The reason why China Securities, a joint venture between Huijin Investments and the Beijing arm of the national state-asset regulator, isn’t jumping in and saving face during the congress event shows a major change in attitude toward how China will deal with emerging risk in corporate debt.
“Chaori’s expected default coincides with the annual National People’s Congress, a meeting of China’s political leadership. That the Chaori default has been allowed to emerge may signal a shift in the government’s stance towards a greater tolerance of outright corporate defaults,” Fitch Ratings said in a note on Wednesday.
Many retail investors bought the bond, Fitch noted, meaning that average Chinese people would lose money in a default, not just wealthy investor consortiums. The ownership of debt has been a sticky subject for Beijing, which is still nervous about letting the small guy take losses.

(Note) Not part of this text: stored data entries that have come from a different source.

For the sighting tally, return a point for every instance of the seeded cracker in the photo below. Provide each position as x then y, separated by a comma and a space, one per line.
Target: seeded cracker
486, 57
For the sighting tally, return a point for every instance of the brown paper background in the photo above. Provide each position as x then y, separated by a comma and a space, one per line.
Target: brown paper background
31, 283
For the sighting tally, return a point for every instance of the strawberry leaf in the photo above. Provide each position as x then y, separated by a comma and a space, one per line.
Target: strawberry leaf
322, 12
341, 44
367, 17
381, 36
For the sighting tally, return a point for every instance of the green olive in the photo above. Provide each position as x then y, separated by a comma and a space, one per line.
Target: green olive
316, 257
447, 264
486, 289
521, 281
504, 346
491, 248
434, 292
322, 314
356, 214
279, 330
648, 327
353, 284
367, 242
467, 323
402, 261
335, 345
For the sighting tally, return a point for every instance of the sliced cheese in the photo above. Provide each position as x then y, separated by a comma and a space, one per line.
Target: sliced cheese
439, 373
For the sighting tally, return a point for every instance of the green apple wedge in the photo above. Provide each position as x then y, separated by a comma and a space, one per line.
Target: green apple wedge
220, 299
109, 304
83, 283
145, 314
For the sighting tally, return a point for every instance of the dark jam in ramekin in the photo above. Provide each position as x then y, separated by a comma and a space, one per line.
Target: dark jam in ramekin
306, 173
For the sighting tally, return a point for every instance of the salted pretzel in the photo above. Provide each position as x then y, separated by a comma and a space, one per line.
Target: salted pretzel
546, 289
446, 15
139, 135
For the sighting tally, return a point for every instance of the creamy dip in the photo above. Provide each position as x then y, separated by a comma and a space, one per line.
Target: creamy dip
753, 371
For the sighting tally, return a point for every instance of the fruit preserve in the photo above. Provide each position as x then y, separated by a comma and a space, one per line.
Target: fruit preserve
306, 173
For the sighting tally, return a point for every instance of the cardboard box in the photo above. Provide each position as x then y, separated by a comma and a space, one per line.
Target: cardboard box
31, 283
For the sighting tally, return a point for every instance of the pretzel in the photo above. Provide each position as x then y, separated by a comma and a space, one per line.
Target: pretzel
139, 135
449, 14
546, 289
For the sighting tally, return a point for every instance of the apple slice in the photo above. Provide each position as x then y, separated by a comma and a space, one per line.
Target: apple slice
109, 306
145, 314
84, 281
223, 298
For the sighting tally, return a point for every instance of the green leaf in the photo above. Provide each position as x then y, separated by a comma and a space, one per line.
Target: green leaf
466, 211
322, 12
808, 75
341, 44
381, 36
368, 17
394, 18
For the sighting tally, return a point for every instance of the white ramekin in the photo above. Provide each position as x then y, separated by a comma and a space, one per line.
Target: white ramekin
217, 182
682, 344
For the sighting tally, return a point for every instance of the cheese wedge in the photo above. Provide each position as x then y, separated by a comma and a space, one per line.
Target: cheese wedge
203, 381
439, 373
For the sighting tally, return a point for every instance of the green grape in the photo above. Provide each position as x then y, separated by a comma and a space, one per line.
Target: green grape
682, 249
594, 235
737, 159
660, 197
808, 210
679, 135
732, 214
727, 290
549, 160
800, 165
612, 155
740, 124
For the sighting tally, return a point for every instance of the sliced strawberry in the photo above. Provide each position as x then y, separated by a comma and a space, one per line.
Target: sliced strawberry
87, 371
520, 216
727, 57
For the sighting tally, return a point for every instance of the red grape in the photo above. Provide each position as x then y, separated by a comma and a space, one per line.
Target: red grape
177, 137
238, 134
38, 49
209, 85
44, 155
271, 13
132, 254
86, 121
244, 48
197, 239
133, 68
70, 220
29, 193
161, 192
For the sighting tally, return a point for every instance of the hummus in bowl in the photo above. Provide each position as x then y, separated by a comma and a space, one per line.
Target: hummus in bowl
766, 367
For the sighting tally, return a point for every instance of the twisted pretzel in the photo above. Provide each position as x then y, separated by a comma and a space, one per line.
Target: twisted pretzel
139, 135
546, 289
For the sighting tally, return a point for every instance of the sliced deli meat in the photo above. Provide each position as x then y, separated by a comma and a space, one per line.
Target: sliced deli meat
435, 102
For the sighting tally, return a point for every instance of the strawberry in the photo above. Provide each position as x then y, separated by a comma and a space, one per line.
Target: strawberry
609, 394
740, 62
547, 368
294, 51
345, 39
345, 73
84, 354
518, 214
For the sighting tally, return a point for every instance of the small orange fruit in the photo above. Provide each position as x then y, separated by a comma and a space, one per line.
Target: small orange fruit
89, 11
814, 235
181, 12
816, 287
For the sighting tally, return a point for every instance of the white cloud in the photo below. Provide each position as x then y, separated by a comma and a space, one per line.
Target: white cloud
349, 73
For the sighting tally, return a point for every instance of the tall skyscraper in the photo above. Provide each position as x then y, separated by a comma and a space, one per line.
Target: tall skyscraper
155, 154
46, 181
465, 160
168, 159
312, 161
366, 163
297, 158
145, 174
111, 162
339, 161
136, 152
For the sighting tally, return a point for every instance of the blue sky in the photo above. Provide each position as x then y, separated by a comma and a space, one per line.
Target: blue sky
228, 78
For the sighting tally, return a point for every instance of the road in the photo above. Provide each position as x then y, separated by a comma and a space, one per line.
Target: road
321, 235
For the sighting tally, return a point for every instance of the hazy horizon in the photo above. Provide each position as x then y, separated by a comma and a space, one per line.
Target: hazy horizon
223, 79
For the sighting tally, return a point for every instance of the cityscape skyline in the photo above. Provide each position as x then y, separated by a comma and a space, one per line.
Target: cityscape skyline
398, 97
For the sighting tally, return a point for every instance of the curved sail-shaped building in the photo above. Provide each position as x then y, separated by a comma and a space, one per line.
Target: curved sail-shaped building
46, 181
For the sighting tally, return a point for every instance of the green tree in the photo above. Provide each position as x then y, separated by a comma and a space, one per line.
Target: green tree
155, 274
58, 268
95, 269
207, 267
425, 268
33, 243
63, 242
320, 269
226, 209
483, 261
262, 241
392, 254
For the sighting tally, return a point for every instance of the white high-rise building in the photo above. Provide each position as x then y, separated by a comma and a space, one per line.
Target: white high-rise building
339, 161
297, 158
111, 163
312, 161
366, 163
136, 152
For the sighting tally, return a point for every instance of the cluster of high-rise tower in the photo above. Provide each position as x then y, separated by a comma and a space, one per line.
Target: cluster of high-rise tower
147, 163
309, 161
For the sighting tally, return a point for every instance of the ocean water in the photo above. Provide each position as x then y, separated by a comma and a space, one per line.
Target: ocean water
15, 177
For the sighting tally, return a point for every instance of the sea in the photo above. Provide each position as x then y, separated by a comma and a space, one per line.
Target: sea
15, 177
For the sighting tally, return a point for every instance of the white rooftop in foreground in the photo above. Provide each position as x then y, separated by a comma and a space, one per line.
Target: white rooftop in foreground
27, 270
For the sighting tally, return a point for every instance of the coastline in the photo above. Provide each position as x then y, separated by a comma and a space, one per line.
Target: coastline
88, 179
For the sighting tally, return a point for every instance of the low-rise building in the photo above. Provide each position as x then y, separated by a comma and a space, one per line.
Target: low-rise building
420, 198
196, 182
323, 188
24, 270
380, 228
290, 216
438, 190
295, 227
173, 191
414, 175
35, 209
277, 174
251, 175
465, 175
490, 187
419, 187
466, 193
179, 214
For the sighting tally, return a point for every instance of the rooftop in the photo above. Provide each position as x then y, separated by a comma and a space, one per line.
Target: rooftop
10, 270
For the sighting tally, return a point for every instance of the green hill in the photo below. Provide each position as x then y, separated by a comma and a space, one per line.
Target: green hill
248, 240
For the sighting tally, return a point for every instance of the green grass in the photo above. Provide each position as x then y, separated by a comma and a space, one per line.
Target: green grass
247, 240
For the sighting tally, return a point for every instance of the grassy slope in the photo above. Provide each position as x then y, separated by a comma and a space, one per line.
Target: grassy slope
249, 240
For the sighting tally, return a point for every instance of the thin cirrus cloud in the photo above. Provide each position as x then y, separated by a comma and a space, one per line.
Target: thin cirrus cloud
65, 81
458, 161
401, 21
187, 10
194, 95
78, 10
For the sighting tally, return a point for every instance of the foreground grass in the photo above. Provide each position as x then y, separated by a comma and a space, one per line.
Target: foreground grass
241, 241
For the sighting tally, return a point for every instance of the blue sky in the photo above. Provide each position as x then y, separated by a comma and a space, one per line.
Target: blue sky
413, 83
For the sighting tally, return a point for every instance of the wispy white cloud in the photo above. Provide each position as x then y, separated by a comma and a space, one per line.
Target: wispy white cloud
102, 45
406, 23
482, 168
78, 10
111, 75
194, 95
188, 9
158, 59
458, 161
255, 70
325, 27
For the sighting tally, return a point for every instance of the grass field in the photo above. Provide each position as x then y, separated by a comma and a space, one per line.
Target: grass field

At the end of January, China Credit Trust was set to default on a US$500 million trust product due to mature. The government showed disinterest in bailing the company out, likely because the bust would not put the wealthy investors in the product out on the street. Still, before January 31, an unidentified buyer swooped in and bought the products, reinforcing an implicit government guarantee on the highly risky products and delivering a shot of morphine to the market with the hope of temporarily easing the pain. Suntech Solar defaulted on a US$541 million bond last year but that company was incorporated in the Cayman Islands and the investors were all offshore.
If Beijing allows the much-smaller Chaori to default on Friday, it’s removing that implicit guarantee and cutting off the supply of painkillers, at least to the smallest players that don’t pose any systemic risk.
This is what economists mean when they talk about short-term pain for long-term gain in China’s economic reforms. Corporate, trust or even small local-government defaults will hurt all involved but they will reduce risky lending practices and help prevent future – potentially bigger – defaults. In the corporate bond market, a default would better price risk into bonds.
The congress in the capital this week might be able to steal the show back from Chaori if the leaders come out with a strong message on what kind of financial pangs they are willing to tolerate.